A hard slide into home plate, resulting in some torn ligaments and some cracked ribs, and a bout with typhoid fever in 1925 put an end to his athletic career and Webb turned his attention to construction on a full time basis.

He went to work for a small contractor in Phoenix, but a short time later his employer gave him a paycheck, which bounced. The employer skipped town. Webb was in the midst of building a grocery store at the time and the grocer asked him to finish the job.

He took over the defunct contractor’s business. Its total assets were one cement mixer, 10 wheelbarrows, 10 pick axes and 20 shovels.

Webb turned these meager tools into a $3 million business by 1935. The advent of World War II brought about still more successes for Webb. During the war he built most of the military installations in California and Arizona.

In 1946 he built the Flamingo Hotel on the Las Vegas Strip for the late mobster, Benjamin “Bugsy” Siegel. Because his construction managers had difficulty getting paid for the project, Webb personally went to the hotel and nervously asked Siegel for the money.

Noting Webb’s nervousness, Siegel reassured him with the words: “You’ll get paid, don’t worry about it.
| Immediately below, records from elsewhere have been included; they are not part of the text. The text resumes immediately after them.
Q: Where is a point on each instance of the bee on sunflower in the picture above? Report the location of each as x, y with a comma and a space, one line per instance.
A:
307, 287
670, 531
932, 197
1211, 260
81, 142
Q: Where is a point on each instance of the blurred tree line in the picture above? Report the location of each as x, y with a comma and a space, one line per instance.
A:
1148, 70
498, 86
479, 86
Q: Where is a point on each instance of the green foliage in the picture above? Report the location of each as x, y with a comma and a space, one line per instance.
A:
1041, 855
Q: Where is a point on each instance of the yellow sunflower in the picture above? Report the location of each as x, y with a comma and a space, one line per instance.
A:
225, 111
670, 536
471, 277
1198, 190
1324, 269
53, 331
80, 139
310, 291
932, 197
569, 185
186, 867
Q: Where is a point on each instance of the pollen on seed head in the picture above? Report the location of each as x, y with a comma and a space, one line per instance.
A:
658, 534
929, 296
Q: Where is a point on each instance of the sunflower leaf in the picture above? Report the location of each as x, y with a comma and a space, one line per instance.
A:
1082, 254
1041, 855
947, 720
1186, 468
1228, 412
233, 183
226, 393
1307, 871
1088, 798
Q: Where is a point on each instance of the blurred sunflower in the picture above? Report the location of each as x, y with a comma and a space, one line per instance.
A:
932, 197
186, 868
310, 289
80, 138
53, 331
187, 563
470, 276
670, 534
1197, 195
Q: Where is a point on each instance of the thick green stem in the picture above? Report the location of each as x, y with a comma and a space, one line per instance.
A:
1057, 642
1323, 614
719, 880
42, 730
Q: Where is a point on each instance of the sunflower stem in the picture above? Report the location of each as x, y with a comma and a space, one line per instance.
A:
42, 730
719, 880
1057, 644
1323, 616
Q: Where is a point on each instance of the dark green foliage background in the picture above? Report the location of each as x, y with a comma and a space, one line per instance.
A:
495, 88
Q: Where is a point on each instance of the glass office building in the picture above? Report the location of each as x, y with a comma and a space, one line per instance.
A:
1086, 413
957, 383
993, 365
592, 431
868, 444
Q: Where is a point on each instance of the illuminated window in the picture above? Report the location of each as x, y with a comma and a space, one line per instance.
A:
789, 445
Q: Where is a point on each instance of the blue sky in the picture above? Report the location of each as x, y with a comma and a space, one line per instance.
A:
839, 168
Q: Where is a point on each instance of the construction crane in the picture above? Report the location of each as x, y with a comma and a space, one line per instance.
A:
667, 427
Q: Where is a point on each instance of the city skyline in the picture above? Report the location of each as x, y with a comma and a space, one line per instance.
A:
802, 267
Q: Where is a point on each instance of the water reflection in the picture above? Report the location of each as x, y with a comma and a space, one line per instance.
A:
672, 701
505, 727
We (mobsters) only kill each other.”

As the United States entered the space age, Webb designers, engineers and builders kept pace by completing such projects as a multi-million dollar radar system manufacturing plant for Hughes Aircraft in California, a modern engineering laboratory for Hughes scientists in Arizona, and nuclear field laboratory facilities in California.

The Webb Corporation erected the nation’s largest rocket engine test stand, embedding the 22-story-high structure in a mountainside of a remote area at Southern California’s Edwards Air Force Base. The joint venture missile construction included $77 million Minuteman silo complex in Montana and a $31 million Titan II project in Kansas. Builder Webb personally received from Lyndon B. Johnson, then Vice President, a Certificate of Appreciation for Patriotic Civilian Service” for his company’s part in the Montana missile silo project.

A solid background in home building helped win such postwar housing contracts as the giant development for U.S. Air Force Academy personnel in Colorado, and attractive, modern homes for officers and airmen at Offutt, Whiteman and Vandenberg Air Force Bases. These expansive military projects were in addition to scores of civilian housing developments in Arizona, California and other states, including an entire town in Southwestern Arizona built for Magma Copper Company.